EU web 'hijack' hazard.
This is the claim by Darlington solicitor Ross Paterson, who says that unless a business secures its own .eu domain name, competitors could step in and make the .eu name their own.
While the commission is giving priority to companies with recognised rights to a .eu name, such as trademark holders, as long as they register on or before April 6, public bodies can register now.
Ross Paterson, of North-east law firm Blackett Hart and Pratt, said businesses with some prior rights can start registering from February - but for everyone else names will be assigned on a first come, first served basis from April 6.

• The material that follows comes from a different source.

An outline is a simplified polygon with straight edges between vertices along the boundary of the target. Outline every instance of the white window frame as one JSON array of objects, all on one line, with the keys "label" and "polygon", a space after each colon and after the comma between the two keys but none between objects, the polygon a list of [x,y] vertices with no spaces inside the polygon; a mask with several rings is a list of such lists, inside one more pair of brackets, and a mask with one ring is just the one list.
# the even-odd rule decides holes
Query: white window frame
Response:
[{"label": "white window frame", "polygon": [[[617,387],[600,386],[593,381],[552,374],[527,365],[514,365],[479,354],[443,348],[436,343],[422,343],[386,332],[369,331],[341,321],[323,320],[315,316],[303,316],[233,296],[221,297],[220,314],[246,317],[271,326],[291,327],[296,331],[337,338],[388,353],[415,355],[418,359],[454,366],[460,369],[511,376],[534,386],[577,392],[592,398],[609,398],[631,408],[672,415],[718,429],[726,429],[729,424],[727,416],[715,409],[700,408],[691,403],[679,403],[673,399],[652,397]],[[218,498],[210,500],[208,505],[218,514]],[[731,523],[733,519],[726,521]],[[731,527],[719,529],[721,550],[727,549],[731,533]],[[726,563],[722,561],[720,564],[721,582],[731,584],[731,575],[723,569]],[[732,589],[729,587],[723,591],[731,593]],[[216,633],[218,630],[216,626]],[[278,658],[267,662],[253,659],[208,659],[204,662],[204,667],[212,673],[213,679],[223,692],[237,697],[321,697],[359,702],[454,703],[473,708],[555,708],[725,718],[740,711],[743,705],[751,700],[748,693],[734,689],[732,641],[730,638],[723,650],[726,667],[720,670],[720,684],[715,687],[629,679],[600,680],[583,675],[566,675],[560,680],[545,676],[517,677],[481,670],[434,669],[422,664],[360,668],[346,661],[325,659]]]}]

Mr Paterson said he expected take up of .eu names to be significant, especially for those businesses that wanted to have a pan-European identity for their website and also their e-mail addresses.
But he warned that it could also provide fresh opportunities for so-called "cyber squatters".
He said: "In the past, cyber squatters, or individuals or companies that register a domain name with no intention of using it, have virtually held to ransom legitimate users who want to establish their company name on the Internet.
"The .eu domain provides a whole new range of possibilities for cyber squatters so companies may want to consider registering their name as soon as they're allowed to in order to protect their rights."
Independent organisation EURid - the European Registry of Internet Domain Names - has been selected by the European Commission to operate the new registry for .eu.
Registration costs 45 euros (about pounds 30) plus 10 euros (about pounds 7) per year thereafter and applications have to be filed through approved registrars who can add their own costs.